My biggest issue with WAR right now is it just plain has too many bugs. After playing in the RIFT betas so far, this only stands out even more. The PvP is WAR is light years ahead of PvP in RIFT in my opinion. This is to be expected since WAR was designed from the ground up for PvP primarily. RIFT is more of a PvE game. Don't get wrong, I like PvE when it's good, but it doesn't compare to an intelligent opponent.

I've preordered RIFT, and it'll be my PvE game. I do miss raiding with my old guild in Vanguard. I was Erasial, Raki Disciple of Watchtower on Xeth. (And no, it was NOT a Jehovah's Witnesses guild.) But when I need a PvP fix, WAR all the way.

Friday, January 7, 2011

The shift from AoE to single target healing

I logged into WAR a little bit this past week. It was my first playing since the adjustment to the WP/DoK group healing. I was in my offensive kit, but I used full Sovereign for Leading the Charge to try to keep up with the crazy ass slayer who is now the new leader of my guild.

Um, yeah, I could tell the difference. Before the change AoE healing could cover the guard damage I took in DPS mode. Now I need some single target healing to stay up while doing so. With a shield on in defensive spec, my regen can cover what Guard damage gets past my shield.

If my healer has to use single target healing to keep me up, he can't heal anyone else until I'm ok or he has to let me drop.

I have been tempted to pull out the shield just for that reason. Way back in the day when I was ranking up my SM, I was a Vaul/Hoeth S/S tank. I hit like a girl, but I took it like a man. The S/S build works in warband situations, quite well actually, but I find it lacking for scenario play.

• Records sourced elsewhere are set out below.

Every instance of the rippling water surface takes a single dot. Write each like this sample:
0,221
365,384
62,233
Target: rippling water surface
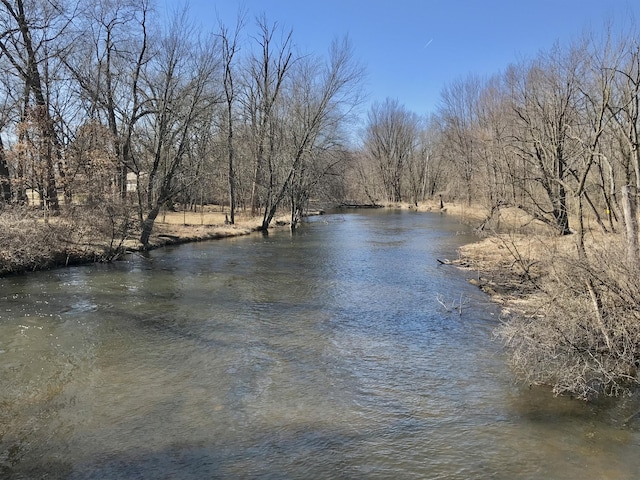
324,354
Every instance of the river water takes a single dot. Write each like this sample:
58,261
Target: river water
342,351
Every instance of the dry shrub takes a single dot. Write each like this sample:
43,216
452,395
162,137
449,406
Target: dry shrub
27,242
583,337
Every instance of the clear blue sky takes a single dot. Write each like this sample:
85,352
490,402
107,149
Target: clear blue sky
413,48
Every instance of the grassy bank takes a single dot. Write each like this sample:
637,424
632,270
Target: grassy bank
29,242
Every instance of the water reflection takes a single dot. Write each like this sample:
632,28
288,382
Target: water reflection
320,355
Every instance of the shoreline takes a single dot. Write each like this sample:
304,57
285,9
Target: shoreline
179,228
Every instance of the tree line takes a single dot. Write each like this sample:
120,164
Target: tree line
104,104
110,114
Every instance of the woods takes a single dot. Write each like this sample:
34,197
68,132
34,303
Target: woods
109,116
105,105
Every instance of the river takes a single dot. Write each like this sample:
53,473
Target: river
344,350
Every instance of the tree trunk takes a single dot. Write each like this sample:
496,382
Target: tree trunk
630,209
5,179
147,226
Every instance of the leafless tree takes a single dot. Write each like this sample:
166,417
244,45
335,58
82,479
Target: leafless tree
391,141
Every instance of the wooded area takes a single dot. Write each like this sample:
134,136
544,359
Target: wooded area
108,116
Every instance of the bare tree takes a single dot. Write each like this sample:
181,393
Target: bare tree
229,46
30,36
179,92
391,141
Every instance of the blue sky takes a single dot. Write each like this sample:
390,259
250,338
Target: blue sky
413,48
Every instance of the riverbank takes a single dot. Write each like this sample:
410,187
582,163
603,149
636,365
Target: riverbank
29,243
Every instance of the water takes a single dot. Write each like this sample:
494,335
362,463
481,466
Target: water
326,354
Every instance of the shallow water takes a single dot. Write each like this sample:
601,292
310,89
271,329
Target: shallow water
324,354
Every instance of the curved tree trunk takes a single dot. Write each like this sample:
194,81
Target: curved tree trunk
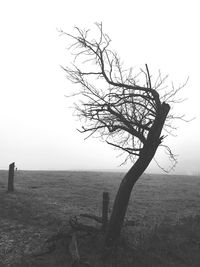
126,186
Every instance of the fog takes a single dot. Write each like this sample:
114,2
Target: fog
38,129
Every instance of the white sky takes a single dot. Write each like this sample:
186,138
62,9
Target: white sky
37,129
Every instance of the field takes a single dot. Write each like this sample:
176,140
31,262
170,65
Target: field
43,201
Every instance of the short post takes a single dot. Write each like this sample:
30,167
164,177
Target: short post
11,177
105,211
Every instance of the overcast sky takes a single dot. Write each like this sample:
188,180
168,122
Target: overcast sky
37,129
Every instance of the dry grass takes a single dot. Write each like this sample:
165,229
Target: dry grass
43,201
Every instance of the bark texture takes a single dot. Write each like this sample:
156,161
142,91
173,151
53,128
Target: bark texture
123,195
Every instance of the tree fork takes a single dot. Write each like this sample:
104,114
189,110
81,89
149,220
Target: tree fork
126,186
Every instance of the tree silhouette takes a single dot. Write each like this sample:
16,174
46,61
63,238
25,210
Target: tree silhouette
126,110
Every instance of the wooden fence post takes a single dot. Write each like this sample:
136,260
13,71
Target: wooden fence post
11,177
105,211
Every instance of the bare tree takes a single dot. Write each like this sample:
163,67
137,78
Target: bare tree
126,110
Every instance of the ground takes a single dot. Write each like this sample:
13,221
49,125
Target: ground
42,203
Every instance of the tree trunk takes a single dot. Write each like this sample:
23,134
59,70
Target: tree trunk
126,186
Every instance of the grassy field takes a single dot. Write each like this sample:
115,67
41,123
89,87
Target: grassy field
43,201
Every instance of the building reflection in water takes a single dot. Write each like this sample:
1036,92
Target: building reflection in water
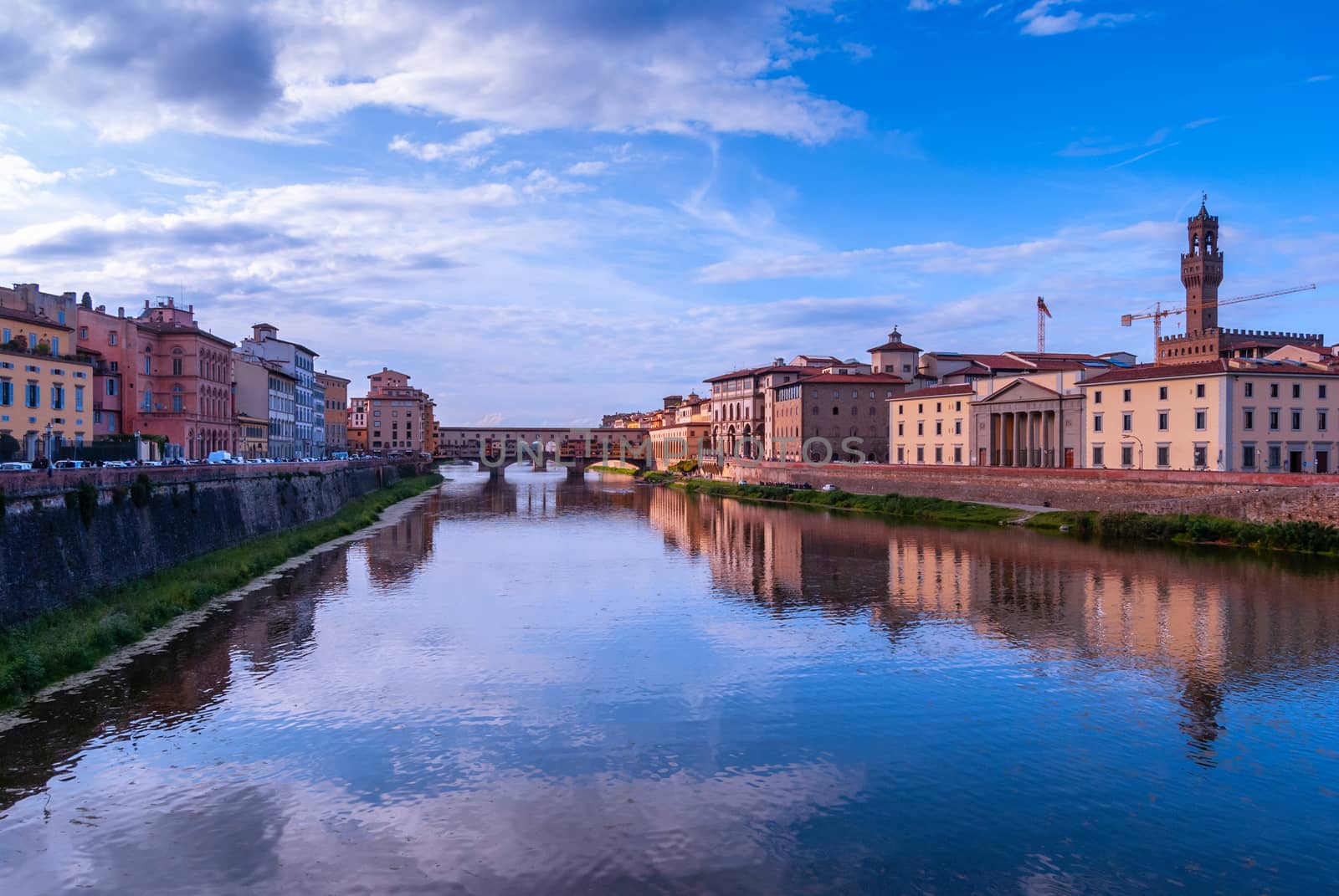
1213,621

I also played a little bit of Rift today in the warfronts. Oh man. If you were complaining about the marauder pull in WAR, the warlord taunt that you can buy for 8 soul points actually pulls enemy players right to you. And it's not on a 30s recast. Oh no. That bad boy refreshes every 8 seconds. There's no global CC immunities for now either. Not only that, tanks can buy a branch ability in the PvP soul that makes their taunts work like challenge reducing damage output to everyone save the taunter. Rank 1 was 20% and the ability has 3 ranks, so 60% damage cut isn't unlikely. The only saving grace of this is the warlord soul's DPS is pathetic.

I've got an easy 2 weeks coming up. I've got continuing education classes for the next two weeks to renew my insurance licenses. I'm feeling a little better now. I'm not quite as tired, but I'm still not 100%. Hopefully I'll make my full return soon enough.